Zenker diverticulum

Mr Jones, a 70 year old retired pharmacist presented with complaints of dysphagia and regurgitation of partially digested food material. His endoscopy showed:

What is the diagnosis?

Zenker diverticulum

Discuss the diagnosis of Zenker diverticulum?

Barium swallow is the investigation of choice.

Discuss the role of barium swallow as the first investigation in the diagnosis of dysphagia?

Patients with proximal dysphagia may have a pharyngeal pouch, post cricoid web etc which increases the risk of perforation on endoscopy. Barium swallow may be considered as an initial investigation for investigation of proximal dysphagia; however an endoscopy is safe as an initial test in experienced hands.

What is a Zenker diverticulum?

It is a pulsion diverticulum caused by herniation of the oesophageal mucosa posteriorly between the cricopharyngeus muscle and the inferior pharyngeal constrictor muscles.

It is a false diverticulum consisting of mucosa and submucosa that arises from the posterior portion of the inferior pharyngeal constrictor muscle. True diverticulum consists of all layers of the wall.

Zenker diverticulum occurs at an area of potential weakness in the inferior pharyngeal constrictor muscle referred to as the Killian dehiscence. It is located between the oblique fibers of the inferior constrictor muscle and the horizontal fibers of the cricopharyngeal muscle.

The aetiology is incompletely understood. It is hypothesized that improperly timed relaxation of the cricopharyngeus muscle during swallowing leads to increased pressure which causes herniation of the oesophageal mucosa over time.

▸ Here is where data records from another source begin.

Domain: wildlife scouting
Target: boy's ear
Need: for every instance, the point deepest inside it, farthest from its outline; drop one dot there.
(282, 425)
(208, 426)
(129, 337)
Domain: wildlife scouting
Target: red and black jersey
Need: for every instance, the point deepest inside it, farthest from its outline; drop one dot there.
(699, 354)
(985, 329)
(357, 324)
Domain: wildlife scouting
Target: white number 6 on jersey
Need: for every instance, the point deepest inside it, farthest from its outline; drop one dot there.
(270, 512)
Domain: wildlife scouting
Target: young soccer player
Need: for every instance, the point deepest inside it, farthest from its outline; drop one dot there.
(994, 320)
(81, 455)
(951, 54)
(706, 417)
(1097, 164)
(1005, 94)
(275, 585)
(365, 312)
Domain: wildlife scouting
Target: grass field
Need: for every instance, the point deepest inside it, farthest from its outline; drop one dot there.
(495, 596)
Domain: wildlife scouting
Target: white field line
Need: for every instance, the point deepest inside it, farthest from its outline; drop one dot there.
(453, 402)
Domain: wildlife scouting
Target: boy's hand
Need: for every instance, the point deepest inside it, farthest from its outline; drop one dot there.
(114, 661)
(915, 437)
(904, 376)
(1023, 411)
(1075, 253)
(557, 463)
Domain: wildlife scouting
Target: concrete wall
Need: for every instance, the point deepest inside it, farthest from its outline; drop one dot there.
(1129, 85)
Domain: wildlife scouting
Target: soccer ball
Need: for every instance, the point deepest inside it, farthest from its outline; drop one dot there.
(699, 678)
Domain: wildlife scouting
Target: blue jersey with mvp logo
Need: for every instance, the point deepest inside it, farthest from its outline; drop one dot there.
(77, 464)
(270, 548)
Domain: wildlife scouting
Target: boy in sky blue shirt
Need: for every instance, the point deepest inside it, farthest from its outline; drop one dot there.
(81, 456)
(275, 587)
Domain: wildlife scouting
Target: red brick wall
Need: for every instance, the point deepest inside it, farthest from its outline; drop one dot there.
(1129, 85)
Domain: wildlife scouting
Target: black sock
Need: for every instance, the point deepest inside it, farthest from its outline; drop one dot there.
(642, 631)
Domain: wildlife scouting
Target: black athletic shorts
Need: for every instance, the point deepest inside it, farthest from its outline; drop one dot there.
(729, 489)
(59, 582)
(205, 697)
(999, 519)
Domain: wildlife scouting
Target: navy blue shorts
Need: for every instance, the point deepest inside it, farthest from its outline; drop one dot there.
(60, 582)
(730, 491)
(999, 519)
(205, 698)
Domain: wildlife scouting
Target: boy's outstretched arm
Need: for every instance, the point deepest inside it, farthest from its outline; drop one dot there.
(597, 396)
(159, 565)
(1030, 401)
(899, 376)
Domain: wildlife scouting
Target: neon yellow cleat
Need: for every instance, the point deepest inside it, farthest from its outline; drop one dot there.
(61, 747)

What are the symptoms of Zenker diverticulum?

It affects older patients (males slightly more than females)

Dysphagia is the commonest symptom occurring in as many as 98% of patients.

Other common symptoms include halitosis, regurgitation of undigested food, noisy swallowing, and aspiration. Hoarseness can be present when the diverticulum is large enough to compress the recurrent laryngeal nerve.

Weight loss and recurrent pulmonary infections secondary to aspiration occur in approximately one third of patients.

Discuss the treatment of Zenker diverticulum?

Zenker diverticula require intervention only if they produce symptoms. In general, small (i.e., <2 cm) lesions found incidentally require no intervention.

The two key elements of the successful surgical management of Zenker diverticulum are division of the cricopharyngeus muscle to eliminate the potentially elevated pressure zone and elimination of the diverticular pouch as a reservoir of food and secretions.

Treatment options:


Small Zenker diverticulum- Cricopharyngeal myotomy (muscle is divided longitudinally) via a left neck incision plus diverticulopexy (diverticulum is inverted and sutured to the prevertebral fascia i.e. diverticulum is not excided).

Larger Zenker diverticulum- Cricopharyngeal myotomy plus diverticulectomy (pouch neck is stapled and then the pouch is excised)


Endoscopic approach has become the preferred choice for most American and British surgeons. This technique consists of adhering the mucosal edges by stapling them together while cutting across the “party wall” i.e. septum at the same time. Few complications have been reported with this procedure.

Alternatively, flexible endoscopes are used nowadays to cut (using APC or needle knife) the septum between the diverticulum and the oesophageal lumen. The septum contains the cricopharyngeal muscle.